Former HSF presidents speak up, stressing accountability

A screen capture of former HSF president Mike Berg from a 2008 promotional video. A screen capture of former HSF president Mike Berg from a 2008 promotional video.

Ian Burns
News Reporter

As controversy about the recent Humber Students’ Federation presidential election continues, former HSF presidents are reflecting on their time in power and how they kept themselves accountable to the student body.

Muhammad Virk was president of the Student Advisory Council, the precursor to the HSF, from 1999 to 2000. He currently serves as an enrollment management and statistical analyst with the Office of the Registrar at Humber.

“We always had it mind that we are here for students, we are students,” said Virk. “So, for us, nothing is hidden – we were dealing with their issues, we were dealing with their budget, if you have an issue, as long as we can serve you, we are here.”

Lesia Bailey, HSF president 1994-95, noted that keeping the budget process accountable was important to her during her time in office.
“Budget meetings are important to keep public,” she said. “Don’t forget, this is the students’ money you’re dealing with.”

“I just went out and talked to the students all the time,” said Mike Berg, who served as president 2006-07 and currently works as manager of communications for the Humber registrar’s office.

“It’s an important role – you have to be transparent, you have to be out there in the community, and I think it’s important that the students have somebody to talk to,” said Berg.

Berg noted he started town hall meetings for students to come and voice their opinions as part of an accountability process, although he said that turnout was not high.

“Which is unfortunate, because it’s a huge opportunity for students to get involved,” he said.

What advice to the new president – indeed, any student politician — did the past leaders offer?

“Be genuine,” said Virk. “They need to have a passion for the job.

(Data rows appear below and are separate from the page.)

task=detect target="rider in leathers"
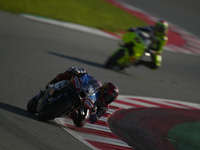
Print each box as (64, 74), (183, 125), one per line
(129, 20), (168, 70)
(46, 67), (119, 127)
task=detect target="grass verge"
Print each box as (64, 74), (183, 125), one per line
(0, 0), (146, 32)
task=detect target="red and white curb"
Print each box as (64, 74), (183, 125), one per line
(104, 0), (200, 55)
(55, 95), (200, 150)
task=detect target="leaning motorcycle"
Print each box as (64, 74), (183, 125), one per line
(104, 30), (154, 69)
(27, 74), (96, 121)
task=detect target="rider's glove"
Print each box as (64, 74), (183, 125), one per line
(90, 106), (97, 115)
(128, 27), (137, 32)
(67, 67), (80, 76)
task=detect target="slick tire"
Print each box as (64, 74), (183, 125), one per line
(37, 99), (72, 121)
(27, 96), (37, 114)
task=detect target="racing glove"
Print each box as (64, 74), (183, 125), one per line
(45, 78), (58, 89)
(67, 67), (87, 77)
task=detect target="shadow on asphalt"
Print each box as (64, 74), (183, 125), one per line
(47, 51), (104, 68)
(0, 102), (38, 120)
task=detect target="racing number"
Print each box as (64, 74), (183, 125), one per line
(134, 37), (141, 43)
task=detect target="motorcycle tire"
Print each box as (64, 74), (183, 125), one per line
(37, 99), (72, 121)
(104, 49), (125, 68)
(27, 96), (38, 114)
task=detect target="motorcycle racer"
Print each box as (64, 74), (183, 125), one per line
(128, 20), (169, 70)
(46, 67), (119, 127)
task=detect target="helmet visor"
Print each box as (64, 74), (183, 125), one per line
(103, 91), (115, 104)
(155, 24), (165, 33)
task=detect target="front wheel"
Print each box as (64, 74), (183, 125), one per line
(37, 99), (72, 121)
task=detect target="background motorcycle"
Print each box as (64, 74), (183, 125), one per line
(104, 30), (154, 69)
(27, 74), (96, 121)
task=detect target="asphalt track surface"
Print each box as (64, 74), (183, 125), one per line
(0, 0), (200, 150)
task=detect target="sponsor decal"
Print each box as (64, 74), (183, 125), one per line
(85, 100), (93, 108)
(74, 77), (81, 88)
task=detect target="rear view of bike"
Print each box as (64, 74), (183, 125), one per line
(104, 30), (151, 69)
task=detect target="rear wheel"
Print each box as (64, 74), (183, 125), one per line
(27, 96), (38, 114)
(37, 98), (72, 121)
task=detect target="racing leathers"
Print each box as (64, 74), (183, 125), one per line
(46, 67), (109, 127)
(129, 26), (168, 69)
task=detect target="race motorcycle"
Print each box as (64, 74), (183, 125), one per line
(104, 29), (158, 69)
(27, 74), (97, 121)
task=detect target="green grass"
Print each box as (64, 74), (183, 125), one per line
(0, 0), (146, 32)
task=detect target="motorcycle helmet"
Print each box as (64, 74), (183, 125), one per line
(101, 82), (119, 105)
(154, 20), (169, 35)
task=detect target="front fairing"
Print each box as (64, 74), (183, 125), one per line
(70, 74), (96, 109)
(37, 80), (68, 112)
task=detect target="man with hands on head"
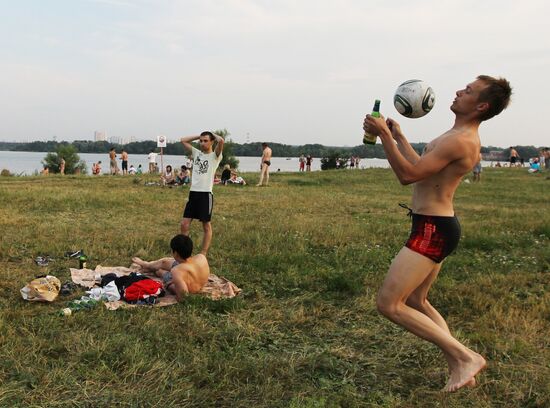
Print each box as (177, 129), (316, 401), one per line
(181, 131), (225, 255)
(363, 75), (512, 392)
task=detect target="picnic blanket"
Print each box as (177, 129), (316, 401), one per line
(71, 264), (241, 310)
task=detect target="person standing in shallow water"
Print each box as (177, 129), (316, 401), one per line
(363, 75), (512, 392)
(256, 143), (273, 187)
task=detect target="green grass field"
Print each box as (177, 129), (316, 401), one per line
(0, 168), (550, 407)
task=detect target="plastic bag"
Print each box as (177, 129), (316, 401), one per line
(21, 275), (61, 302)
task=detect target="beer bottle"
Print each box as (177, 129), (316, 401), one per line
(363, 99), (380, 144)
(78, 254), (88, 269)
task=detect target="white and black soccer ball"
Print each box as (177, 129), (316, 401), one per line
(393, 79), (435, 118)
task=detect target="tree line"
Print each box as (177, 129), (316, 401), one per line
(0, 139), (540, 160)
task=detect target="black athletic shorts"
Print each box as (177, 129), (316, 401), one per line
(405, 213), (460, 263)
(183, 191), (214, 222)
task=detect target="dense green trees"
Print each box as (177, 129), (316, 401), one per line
(0, 139), (540, 164)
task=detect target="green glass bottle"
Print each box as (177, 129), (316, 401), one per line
(363, 99), (380, 144)
(78, 254), (88, 269)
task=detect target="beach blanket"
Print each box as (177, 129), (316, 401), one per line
(71, 264), (241, 310)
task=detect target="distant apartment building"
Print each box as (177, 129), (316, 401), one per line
(483, 150), (506, 161)
(94, 130), (107, 142)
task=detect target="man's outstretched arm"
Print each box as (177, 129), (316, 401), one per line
(365, 115), (464, 185)
(180, 136), (200, 153)
(213, 133), (225, 157)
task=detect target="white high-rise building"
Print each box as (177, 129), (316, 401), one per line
(94, 130), (107, 142)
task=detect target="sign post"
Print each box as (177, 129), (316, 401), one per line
(157, 135), (166, 174)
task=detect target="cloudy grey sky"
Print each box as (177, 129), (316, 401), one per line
(0, 0), (550, 147)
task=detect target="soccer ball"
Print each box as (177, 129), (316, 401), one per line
(393, 79), (435, 118)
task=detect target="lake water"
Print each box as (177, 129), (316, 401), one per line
(0, 151), (396, 175)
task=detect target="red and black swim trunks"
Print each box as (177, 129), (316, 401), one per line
(405, 213), (460, 263)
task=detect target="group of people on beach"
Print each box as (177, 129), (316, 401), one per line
(134, 75), (512, 392)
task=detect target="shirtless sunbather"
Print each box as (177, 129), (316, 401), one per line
(132, 234), (210, 301)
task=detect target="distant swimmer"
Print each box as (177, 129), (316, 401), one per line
(256, 143), (273, 187)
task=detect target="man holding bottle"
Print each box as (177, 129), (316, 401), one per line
(364, 75), (512, 392)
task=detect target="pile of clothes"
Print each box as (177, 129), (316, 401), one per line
(88, 272), (166, 305)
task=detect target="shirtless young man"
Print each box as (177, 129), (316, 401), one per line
(364, 76), (512, 392)
(180, 131), (225, 255)
(132, 234), (210, 301)
(256, 143), (272, 187)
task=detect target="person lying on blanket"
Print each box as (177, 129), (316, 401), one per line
(132, 234), (210, 301)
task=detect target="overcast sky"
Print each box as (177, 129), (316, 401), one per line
(0, 0), (550, 147)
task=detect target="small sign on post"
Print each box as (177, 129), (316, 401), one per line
(157, 135), (166, 174)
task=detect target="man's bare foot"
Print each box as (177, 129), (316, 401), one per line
(443, 351), (487, 392)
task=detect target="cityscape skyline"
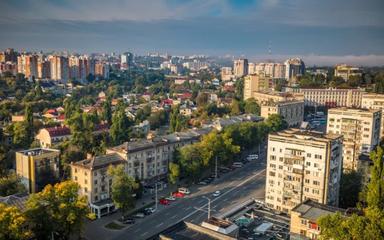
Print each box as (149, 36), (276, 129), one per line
(0, 0), (384, 66)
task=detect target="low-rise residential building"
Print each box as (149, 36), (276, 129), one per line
(265, 129), (342, 213)
(35, 123), (108, 148)
(260, 101), (304, 127)
(251, 91), (303, 105)
(16, 148), (60, 193)
(290, 199), (345, 240)
(327, 108), (381, 170)
(71, 153), (126, 218)
(361, 93), (384, 138)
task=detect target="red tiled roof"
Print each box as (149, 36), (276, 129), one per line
(46, 126), (71, 137)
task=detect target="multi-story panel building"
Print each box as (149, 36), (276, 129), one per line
(16, 148), (60, 193)
(221, 67), (233, 81)
(361, 93), (384, 138)
(233, 59), (248, 77)
(265, 129), (342, 213)
(260, 101), (304, 127)
(327, 108), (381, 170)
(335, 64), (363, 81)
(17, 54), (38, 79)
(284, 58), (305, 80)
(290, 199), (345, 240)
(37, 56), (51, 79)
(299, 88), (365, 108)
(244, 73), (272, 99)
(71, 153), (126, 218)
(249, 90), (303, 105)
(49, 56), (69, 82)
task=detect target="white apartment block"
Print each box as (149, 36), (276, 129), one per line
(327, 108), (381, 170)
(265, 129), (342, 213)
(335, 64), (363, 81)
(260, 101), (304, 127)
(361, 93), (384, 138)
(299, 88), (365, 108)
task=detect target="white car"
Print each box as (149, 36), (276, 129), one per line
(165, 196), (176, 201)
(212, 191), (221, 197)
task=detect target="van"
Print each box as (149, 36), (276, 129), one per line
(178, 188), (191, 194)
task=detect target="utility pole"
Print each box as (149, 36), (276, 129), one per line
(203, 196), (211, 219)
(215, 155), (217, 179)
(155, 182), (157, 211)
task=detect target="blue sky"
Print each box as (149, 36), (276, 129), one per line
(0, 0), (384, 65)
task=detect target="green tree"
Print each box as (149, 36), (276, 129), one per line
(266, 114), (288, 132)
(365, 146), (384, 211)
(109, 108), (132, 145)
(0, 203), (32, 240)
(108, 165), (138, 216)
(25, 181), (88, 240)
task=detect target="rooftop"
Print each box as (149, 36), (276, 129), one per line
(292, 199), (346, 222)
(72, 153), (125, 170)
(18, 148), (60, 156)
(149, 222), (235, 240)
(269, 128), (342, 141)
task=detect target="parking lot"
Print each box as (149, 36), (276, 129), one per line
(229, 201), (289, 240)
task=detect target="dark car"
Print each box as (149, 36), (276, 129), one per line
(119, 216), (135, 224)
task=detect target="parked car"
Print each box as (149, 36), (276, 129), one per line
(165, 196), (176, 201)
(133, 212), (145, 218)
(159, 198), (169, 205)
(178, 188), (191, 195)
(232, 162), (244, 168)
(197, 181), (208, 185)
(212, 191), (221, 197)
(118, 216), (135, 224)
(144, 208), (156, 215)
(172, 192), (185, 198)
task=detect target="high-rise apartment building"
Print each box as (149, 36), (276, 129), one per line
(327, 108), (381, 170)
(284, 58), (305, 81)
(37, 55), (51, 79)
(95, 62), (109, 79)
(120, 52), (133, 70)
(265, 129), (342, 213)
(361, 93), (384, 138)
(335, 64), (363, 81)
(221, 67), (233, 81)
(16, 148), (60, 193)
(260, 101), (304, 127)
(17, 54), (38, 79)
(233, 59), (248, 77)
(244, 73), (272, 100)
(49, 55), (69, 82)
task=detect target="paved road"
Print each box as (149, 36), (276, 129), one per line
(86, 149), (265, 240)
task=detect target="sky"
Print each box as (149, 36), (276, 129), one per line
(0, 0), (384, 65)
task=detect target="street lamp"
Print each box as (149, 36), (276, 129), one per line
(203, 196), (211, 219)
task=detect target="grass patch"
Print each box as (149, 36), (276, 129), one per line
(105, 222), (125, 230)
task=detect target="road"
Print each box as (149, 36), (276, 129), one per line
(86, 149), (265, 240)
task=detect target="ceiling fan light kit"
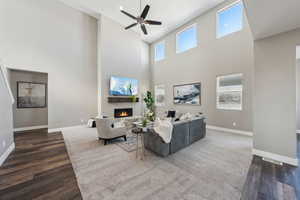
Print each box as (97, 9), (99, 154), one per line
(120, 2), (162, 35)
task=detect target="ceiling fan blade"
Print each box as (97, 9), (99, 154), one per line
(141, 5), (150, 19)
(125, 23), (137, 30)
(121, 10), (137, 20)
(141, 24), (148, 35)
(145, 20), (162, 25)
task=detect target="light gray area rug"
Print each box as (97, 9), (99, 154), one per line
(63, 128), (252, 200)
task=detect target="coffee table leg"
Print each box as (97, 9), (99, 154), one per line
(136, 134), (139, 158)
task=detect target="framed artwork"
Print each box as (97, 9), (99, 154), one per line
(154, 85), (165, 106)
(17, 81), (47, 108)
(217, 74), (243, 111)
(173, 83), (201, 105)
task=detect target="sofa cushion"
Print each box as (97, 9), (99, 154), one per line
(170, 122), (189, 153)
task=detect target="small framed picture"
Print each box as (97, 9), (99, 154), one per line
(17, 81), (47, 108)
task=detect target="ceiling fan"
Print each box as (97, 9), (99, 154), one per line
(120, 1), (162, 35)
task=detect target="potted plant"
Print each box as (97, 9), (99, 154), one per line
(144, 91), (155, 122)
(142, 118), (148, 132)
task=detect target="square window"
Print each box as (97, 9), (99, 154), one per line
(176, 24), (197, 53)
(154, 42), (165, 62)
(217, 1), (244, 38)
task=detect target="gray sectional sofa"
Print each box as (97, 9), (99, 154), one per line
(144, 118), (206, 157)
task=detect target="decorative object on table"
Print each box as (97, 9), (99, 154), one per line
(144, 91), (155, 122)
(154, 85), (165, 106)
(96, 118), (127, 145)
(217, 74), (243, 110)
(173, 83), (201, 105)
(87, 118), (96, 128)
(17, 81), (47, 108)
(115, 132), (137, 153)
(167, 110), (176, 118)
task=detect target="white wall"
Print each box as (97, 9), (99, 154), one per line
(0, 0), (97, 128)
(296, 57), (300, 130)
(98, 16), (150, 116)
(0, 69), (14, 162)
(254, 29), (300, 160)
(151, 1), (254, 131)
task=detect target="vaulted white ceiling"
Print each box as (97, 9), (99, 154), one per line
(243, 0), (300, 39)
(61, 0), (224, 43)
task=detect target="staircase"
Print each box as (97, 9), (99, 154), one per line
(0, 60), (15, 104)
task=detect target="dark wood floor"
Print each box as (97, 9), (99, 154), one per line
(242, 136), (300, 200)
(0, 130), (82, 200)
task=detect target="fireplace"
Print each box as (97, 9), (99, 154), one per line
(115, 108), (132, 118)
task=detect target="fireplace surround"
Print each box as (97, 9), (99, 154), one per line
(114, 108), (133, 118)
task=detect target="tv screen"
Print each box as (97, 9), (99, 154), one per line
(110, 76), (138, 96)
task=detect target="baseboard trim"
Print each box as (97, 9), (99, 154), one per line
(0, 142), (15, 166)
(252, 149), (298, 167)
(206, 125), (253, 137)
(14, 125), (48, 132)
(48, 125), (85, 133)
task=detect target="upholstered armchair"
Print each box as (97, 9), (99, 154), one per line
(96, 118), (127, 145)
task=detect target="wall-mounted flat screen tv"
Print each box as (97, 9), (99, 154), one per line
(109, 76), (138, 96)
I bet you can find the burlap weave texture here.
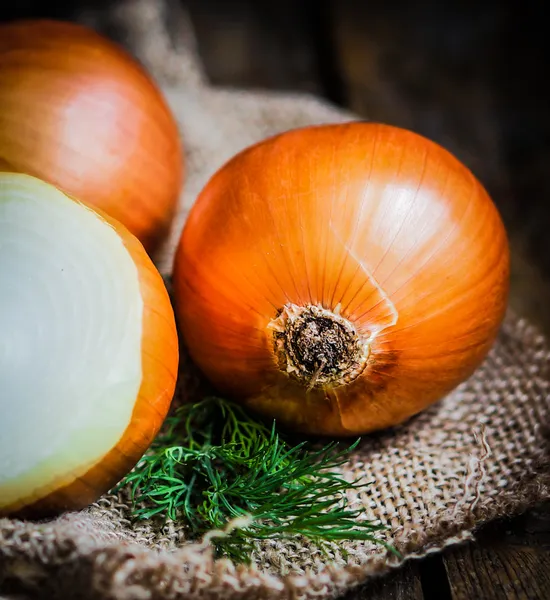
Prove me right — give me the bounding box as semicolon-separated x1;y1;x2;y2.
0;0;550;600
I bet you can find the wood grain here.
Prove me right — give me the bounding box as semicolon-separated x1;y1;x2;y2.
341;562;424;600
185;0;320;93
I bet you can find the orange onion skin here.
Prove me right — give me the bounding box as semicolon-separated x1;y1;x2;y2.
173;122;509;436
0;20;183;252
4;204;179;518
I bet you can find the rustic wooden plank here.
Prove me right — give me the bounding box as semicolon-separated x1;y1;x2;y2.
341;563;426;600
445;544;550;600
185;0;320;93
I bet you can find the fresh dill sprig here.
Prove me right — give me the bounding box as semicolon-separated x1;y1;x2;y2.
118;397;396;562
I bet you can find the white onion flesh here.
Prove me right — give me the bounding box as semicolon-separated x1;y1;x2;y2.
0;174;143;508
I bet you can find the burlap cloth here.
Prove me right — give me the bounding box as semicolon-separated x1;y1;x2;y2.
0;0;550;600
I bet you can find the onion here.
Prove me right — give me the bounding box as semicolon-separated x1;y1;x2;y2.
0;173;178;516
0;21;182;252
173;123;509;436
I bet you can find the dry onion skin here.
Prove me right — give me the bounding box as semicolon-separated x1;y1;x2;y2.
0;20;183;252
174;122;509;436
0;173;178;517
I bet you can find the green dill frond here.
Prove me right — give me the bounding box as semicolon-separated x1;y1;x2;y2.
118;397;396;562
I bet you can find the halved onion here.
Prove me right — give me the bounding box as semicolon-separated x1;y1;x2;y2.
0;173;178;516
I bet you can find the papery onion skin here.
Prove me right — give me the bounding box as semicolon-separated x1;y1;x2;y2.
0;20;184;253
173;122;509;436
0;174;179;518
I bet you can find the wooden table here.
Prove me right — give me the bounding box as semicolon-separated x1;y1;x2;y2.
184;0;550;600
2;0;550;600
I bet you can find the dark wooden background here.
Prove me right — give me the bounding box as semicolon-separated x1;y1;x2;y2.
0;0;550;600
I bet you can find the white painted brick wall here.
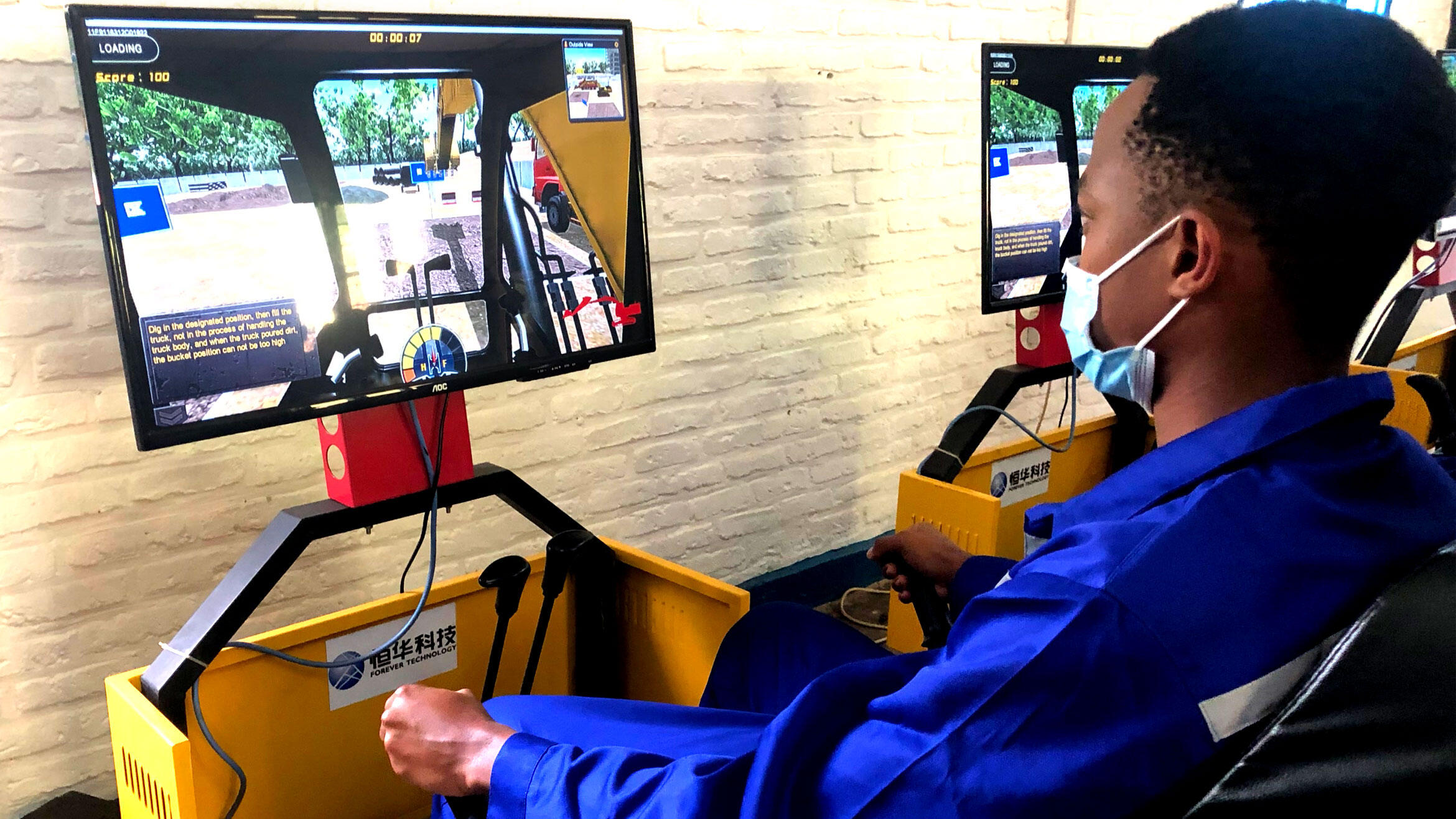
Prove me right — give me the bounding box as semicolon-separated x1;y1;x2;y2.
0;0;1449;816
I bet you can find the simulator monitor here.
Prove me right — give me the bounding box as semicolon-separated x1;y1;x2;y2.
1434;50;1456;239
981;42;1143;313
1239;0;1391;17
67;6;654;449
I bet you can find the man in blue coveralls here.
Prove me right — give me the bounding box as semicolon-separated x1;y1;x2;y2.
380;3;1456;819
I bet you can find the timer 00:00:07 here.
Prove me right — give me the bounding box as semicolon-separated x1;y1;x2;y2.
368;30;425;42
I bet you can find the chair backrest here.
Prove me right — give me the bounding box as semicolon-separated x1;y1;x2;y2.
1183;543;1456;819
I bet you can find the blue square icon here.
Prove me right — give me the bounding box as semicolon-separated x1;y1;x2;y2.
111;182;172;238
986;147;1010;179
409;162;446;185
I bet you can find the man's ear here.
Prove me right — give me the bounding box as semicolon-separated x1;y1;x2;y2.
1168;208;1225;300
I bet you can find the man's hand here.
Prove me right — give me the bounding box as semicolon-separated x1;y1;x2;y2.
378;685;515;796
869;523;971;603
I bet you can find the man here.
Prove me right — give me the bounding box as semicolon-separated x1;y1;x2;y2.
380;3;1456;819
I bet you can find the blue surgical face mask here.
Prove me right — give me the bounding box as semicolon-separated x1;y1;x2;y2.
1062;216;1188;414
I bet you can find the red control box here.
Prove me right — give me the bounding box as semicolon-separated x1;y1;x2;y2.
1016;302;1071;367
317;392;475;506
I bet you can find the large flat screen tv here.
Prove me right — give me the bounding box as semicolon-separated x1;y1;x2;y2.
67;6;654;449
981;42;1143;313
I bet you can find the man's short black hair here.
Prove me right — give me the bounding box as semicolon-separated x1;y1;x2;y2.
1127;3;1456;358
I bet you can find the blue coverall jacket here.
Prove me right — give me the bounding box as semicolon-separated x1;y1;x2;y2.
441;375;1456;819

Say, ‘I’m going to lead,’ but don’t say you’re going to do it alone – we’ve got to do it together.”

Bailey is more direct.

“Don’t get into it for yourself,” she said. “Remember that you’re there to serve the students.”

Bailey said people who remember her time as president still occasionally recognize her on the street. She noted her active role in bringing day care to Humber, for which people still thank her.

“We made this office for students it’s their office,” said Virk. “The confidence has to be there for students.”